“That unknown figure?” Kaden’s voice drops to a near husk of itself. “It was Morelli. After a decade of chasing phantoms, there he was. On your company’s servers.”
Blood drains from my face as I jerk my chin up and stare at him. “But you said Morelli never shows his face. Why would he—how? In Greycliff?”
“I wondered the same myself. It didn’t occur to me that the man in the footage could be the Ghost Leader. Until we got our answer today.”
My mind goes quiet at his meaning. Too quiet. “Morelli’s dying, so he’s personally making sure his enterprise lives on. He’s preparing for a power transition and wants to ensure his successor is ready for the role. That’s why he’s showing his face. Because it doesn’t matter anymore.”
The cottage’s lights burst on. I squint, adjusting to thesudden glare, but notice how the shadows seem to shrink away from Kaden, leaving nothing but the solid form of a man who’s walked through hell and emerged bearing its scars.
Kaden rakes his fingers through his hair and releases a sound halfway between a sigh and a lament. “The AI tech is a trigger to guarantee his monopoly. He’s using your company as a shield until his successor finishes what he started. You’re a witness who could dismantle all of that. No wonder he wants you so badly.”
My stomach flutters as Kaden crosses the room, each step measured. He’s a man of precision, every movement deadly. It’s both terrifying and mesmerizing when he holds my stare. “I’m not going to let that happen. Not again.”
“But I’m still bait,” I say.
Kaden’s scar seems to shift to a stark white. Every inch of his frame radiates with menace. “I’m not a hero, Layla.”
“I can see that. And I’m certainly not your princess.”
I’m not sure whether it’s the adrenaline or the insanity of my situation giving me this newfound courage, but I welcome it.
“Your hatred for Morelli is palpable,” I add. “But what about after? When you’ve had your revenge? What then?”

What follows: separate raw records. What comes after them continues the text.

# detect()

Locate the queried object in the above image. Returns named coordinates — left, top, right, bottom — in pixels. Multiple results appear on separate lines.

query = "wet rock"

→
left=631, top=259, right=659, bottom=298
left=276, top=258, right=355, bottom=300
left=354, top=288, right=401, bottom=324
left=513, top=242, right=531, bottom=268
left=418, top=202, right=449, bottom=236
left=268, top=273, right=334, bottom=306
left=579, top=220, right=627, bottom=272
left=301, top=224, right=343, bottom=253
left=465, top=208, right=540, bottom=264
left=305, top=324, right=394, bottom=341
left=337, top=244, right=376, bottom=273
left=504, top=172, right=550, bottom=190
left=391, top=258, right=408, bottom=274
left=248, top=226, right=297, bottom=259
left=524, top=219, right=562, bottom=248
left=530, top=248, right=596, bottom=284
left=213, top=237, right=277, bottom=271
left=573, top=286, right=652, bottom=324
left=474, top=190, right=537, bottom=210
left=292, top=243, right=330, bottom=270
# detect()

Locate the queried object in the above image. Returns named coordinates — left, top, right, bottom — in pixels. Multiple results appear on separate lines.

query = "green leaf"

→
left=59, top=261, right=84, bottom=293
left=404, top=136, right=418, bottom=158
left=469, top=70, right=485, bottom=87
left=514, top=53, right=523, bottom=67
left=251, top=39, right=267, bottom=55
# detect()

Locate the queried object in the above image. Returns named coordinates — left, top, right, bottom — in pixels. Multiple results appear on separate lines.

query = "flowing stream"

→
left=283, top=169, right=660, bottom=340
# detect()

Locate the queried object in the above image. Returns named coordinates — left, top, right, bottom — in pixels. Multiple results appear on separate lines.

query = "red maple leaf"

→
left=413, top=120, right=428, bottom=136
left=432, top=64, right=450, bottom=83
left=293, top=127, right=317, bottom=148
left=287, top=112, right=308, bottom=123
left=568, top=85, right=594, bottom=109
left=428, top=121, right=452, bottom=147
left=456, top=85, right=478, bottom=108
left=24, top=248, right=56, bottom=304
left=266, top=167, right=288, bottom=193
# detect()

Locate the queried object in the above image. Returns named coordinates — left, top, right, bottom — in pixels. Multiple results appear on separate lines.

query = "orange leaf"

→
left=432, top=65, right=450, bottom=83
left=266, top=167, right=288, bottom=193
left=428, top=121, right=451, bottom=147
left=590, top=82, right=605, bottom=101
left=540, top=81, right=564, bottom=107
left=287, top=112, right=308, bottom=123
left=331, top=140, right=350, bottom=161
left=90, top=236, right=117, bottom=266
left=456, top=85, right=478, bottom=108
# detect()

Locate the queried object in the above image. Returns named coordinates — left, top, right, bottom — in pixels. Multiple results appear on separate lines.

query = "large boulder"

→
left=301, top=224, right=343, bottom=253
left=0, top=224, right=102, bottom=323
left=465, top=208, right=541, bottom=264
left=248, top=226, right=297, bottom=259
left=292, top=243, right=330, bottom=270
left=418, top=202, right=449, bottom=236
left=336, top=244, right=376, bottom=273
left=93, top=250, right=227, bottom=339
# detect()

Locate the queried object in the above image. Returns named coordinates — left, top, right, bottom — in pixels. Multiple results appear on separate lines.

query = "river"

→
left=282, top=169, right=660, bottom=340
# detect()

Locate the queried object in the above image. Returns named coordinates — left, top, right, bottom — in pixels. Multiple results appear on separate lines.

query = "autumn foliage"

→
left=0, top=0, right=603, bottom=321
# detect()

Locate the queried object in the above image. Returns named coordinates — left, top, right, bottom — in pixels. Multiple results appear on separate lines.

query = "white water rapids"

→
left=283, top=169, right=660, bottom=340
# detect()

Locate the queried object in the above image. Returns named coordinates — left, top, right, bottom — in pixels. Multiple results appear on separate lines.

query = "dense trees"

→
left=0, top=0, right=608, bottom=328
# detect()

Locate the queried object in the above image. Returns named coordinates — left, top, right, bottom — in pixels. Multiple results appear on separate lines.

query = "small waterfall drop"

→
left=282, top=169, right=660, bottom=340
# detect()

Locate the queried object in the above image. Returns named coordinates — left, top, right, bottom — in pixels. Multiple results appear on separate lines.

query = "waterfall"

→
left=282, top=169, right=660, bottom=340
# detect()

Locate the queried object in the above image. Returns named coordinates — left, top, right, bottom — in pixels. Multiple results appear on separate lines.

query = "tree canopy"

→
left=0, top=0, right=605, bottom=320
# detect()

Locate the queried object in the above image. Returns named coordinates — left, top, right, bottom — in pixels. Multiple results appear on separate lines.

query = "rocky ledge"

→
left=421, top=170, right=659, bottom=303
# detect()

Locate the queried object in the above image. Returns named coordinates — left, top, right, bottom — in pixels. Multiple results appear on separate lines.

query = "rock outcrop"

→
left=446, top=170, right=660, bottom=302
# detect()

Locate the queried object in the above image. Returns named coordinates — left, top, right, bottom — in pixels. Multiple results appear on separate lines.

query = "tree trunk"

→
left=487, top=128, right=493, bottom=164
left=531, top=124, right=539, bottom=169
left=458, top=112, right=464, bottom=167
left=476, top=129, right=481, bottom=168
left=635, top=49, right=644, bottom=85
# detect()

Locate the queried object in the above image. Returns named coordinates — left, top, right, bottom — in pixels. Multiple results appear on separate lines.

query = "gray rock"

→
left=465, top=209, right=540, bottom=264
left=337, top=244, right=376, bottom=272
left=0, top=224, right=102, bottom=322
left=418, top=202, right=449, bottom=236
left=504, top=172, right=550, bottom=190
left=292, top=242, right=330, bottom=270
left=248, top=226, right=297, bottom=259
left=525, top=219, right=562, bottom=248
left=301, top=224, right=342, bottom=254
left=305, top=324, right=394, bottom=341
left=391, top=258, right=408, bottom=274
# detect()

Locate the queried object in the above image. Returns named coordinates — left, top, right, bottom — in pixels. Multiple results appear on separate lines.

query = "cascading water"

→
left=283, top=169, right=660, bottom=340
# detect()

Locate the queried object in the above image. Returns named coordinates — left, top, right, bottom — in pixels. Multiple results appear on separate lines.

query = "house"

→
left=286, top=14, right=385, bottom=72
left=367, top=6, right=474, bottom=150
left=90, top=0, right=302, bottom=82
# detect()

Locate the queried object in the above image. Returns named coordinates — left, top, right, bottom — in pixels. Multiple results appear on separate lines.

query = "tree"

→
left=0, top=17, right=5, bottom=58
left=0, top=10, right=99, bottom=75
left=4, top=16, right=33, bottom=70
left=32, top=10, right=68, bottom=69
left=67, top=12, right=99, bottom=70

Kaden’s focus doesn’t waver from my face. “He took my daughter away from me when she was barely twelve. She was innocent, Layla. Just like you.”
The vivid picture of a twelve-year-old girl on the cusp of becoming, her future mutilated before being snuffed out, punctures any defenses I had left, acid-sharp. Kaden isn’t just a steel-edged assassin, he’s a man hollowed out and carved to the bone with loss. I’m drowning along with him in the depths of his anguish, at a love so violently severed, because the image of a younger Kaden cradling a baby swathed in soft blankets brings me to tears.
“Tell me about her. Tell me about the day she was born.”
Tell me how you love,I add silently.Instead of just hate.
Kaden softens for the barest of seconds. “The day Cassie was born, it was chaos. I was deployed overseas and had to catch three different flights to make it back in time.”
He pauses, two fingers brushing his lips as if to suppress a smile. “I burst into the hospital room, still in my fatigues, covered in dust from God-knows-where. And there she was. Tiny. Perfect.”
Kaden’s voice grows quieter. “Cassie’s mother, Angie, we weren’t together. It was complicated. She was a journalist, always chasing the next big story. When she found out she was pregnant, she told me she wasn’t cut out for motherhood, but she’d carry the baby to term if I wanted to raise her.”
Kaden’s jaw shifts slightly. “Angie signed over full custody the day after Cassie was born. Last I heard, she was covering conflicts in some war-torn country. But Cassie, from the moment I held her, I knew. She was my whole world.”
Then he sighs, the past pulling him under. “I’d give anything to hold her again.”
His confession hangs in the air, a fragile thread connecting two broken souls.
And then I close the distance, sealing his pain with a kiss. His lips are soft, hesitant at first, as if he’s afraid I’ll shatter beneath his touch. But as I wind my arms around his neck, pulling him closer, he responds with a fervor that turns my exhales into his inhales.
Kaden’s hands find my waist, fingers digging into my flesh as he deepens the kiss. It’s a clash of teeth and tongue, a desperate need to feel something, anything, beyond what he’s buried in.
When we finally break apart, both of us panting, I notice a forgotten piece of his past anchored in his gaze.
Hope, perhaps. Or the beginnings of reliance.
I tilt my chin, keeping the Kaden-that-was close to my heart. “I’ll be your bait. I’ll help lure Morelli to you.”
Kaden stills. “You’re sure?”
I nod, no longer weighed down by terror.
Because looking at the man before me—the killer, the protector, the stolen father—I realize that I would wade through rivers of blood, stain my soul beyond recognition. In Kaden, I see a love so fierce that a little girl and her crayon scribbles rewrote his entire existence, and for the first time, I’m ready to color myself into someone else’s world, even if it’s painted in shades of black.